Viewed from the perspective of consumers, neither phenomenon seems to pose a problem. A current account deficit is likely to imply a trade deficit. That means more goods and services are flowing into the country than are flowing out. A capital account surplus means more spending is flowing into the country for the purchase of assets than is flowing out. It is hard to see the harm in any of that.

Public opinion, however, appears to regard a current account deficit and capital account surplus as highly undesirable, perhaps because people associate a trade deficit with a loss of jobs. But that is erroneous; employment in the long run is determined by forces that have nothing to do with a trade deficit. An increase in the trade deficit (that is, a reduction in net exports) reduces aggregate demand in the short run, but net exports are only one component of aggregate demand. Other factors - consumption, investment, and government purchases - affect aggregate demand as well. There is no reason a trade deficit should imply a loss of jobs.

What about foreign purchases of U.S. assets? One objection to such purchases is that if foreigners own U.S. assets, they will receive the income from those assets - spending will flow out of the country. But it is hard to see the harm in paying income to financial investors. When someone buys a bond issued by Microsoft, interest payments will flow from Microsoft to the bond holder. Does Microsoft view the purchase of its bond as a bad thing? Of course not. Despite the fact that Microsoft's payment of interest on the bond and the ultimate repayment of the face value of the bond will exceed what the company originally received from the bond purchaser, Microsoft is surely not unhappy with the arrangement. It expects to put that money to more productive use; that is the reason it issued the bond in the first place.

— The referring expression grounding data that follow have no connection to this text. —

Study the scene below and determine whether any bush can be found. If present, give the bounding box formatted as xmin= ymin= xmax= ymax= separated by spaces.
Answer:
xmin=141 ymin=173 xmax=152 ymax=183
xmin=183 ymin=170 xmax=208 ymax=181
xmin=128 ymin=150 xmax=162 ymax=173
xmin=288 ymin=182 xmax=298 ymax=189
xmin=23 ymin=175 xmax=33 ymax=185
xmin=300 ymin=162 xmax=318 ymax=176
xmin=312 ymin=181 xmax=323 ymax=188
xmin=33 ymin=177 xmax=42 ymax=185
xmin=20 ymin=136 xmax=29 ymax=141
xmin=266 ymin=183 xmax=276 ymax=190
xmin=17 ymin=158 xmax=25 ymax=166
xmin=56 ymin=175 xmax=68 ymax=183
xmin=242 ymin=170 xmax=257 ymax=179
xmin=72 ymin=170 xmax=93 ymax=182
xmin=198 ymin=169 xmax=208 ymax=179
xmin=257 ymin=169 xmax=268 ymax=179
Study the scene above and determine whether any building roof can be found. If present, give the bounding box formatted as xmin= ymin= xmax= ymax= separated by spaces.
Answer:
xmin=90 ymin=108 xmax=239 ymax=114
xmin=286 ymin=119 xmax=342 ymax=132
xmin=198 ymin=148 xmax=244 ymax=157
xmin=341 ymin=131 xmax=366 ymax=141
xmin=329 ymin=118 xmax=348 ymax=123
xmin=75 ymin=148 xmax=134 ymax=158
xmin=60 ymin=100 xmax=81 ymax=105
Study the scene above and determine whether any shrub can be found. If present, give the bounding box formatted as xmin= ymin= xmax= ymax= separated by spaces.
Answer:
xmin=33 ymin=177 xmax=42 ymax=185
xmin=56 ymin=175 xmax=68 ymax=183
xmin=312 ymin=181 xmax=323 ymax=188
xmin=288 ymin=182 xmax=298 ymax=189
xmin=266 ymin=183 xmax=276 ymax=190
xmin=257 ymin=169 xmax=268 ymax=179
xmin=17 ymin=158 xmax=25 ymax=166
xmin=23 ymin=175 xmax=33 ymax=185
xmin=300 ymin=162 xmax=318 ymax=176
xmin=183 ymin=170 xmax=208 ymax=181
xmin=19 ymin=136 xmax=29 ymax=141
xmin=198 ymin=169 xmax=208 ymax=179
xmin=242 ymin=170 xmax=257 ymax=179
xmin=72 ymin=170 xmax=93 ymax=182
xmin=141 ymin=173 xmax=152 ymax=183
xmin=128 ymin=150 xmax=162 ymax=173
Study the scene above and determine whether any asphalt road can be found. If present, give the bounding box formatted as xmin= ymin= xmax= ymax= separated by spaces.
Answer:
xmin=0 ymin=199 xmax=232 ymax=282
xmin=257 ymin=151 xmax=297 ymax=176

A second concern about foreign asset purchases is that the United States in some sense loses sovereignty when foreigners buy its assets. But why should this be a problem? Foreign-owned firms competing in U.S. markets are at the mercy of those markets, as are firms owned by U.S. nationals. Foreign owners of U.S. real estate have no special power. What about foreign buyers of bonds issued by the U.S. government? Foreigners owned about 52% of these bonds at the end of December 2010; they are thus the creditors for about half the national debt. But this position hardly puts them in control of the government of the United States. They hold an obligation of the U.S. government to pay them a certain amount of U.S. dollars on a certain date, nothing more. A foreign owner could sell his or her bonds, but more than $100 billion worth of these bonds are sold every day. The resale of U.S. bonds by a foreign owner will not affect the U.S. government.

In short, there is no economic justification for concern about having a current account deficit and a capital account surplus - nor would there be an economic reason to be concerned about the opposite state of affairs. The important feature of international trade is its potential to improve living standards for people. It is not a game in which current account balances are the scorecard.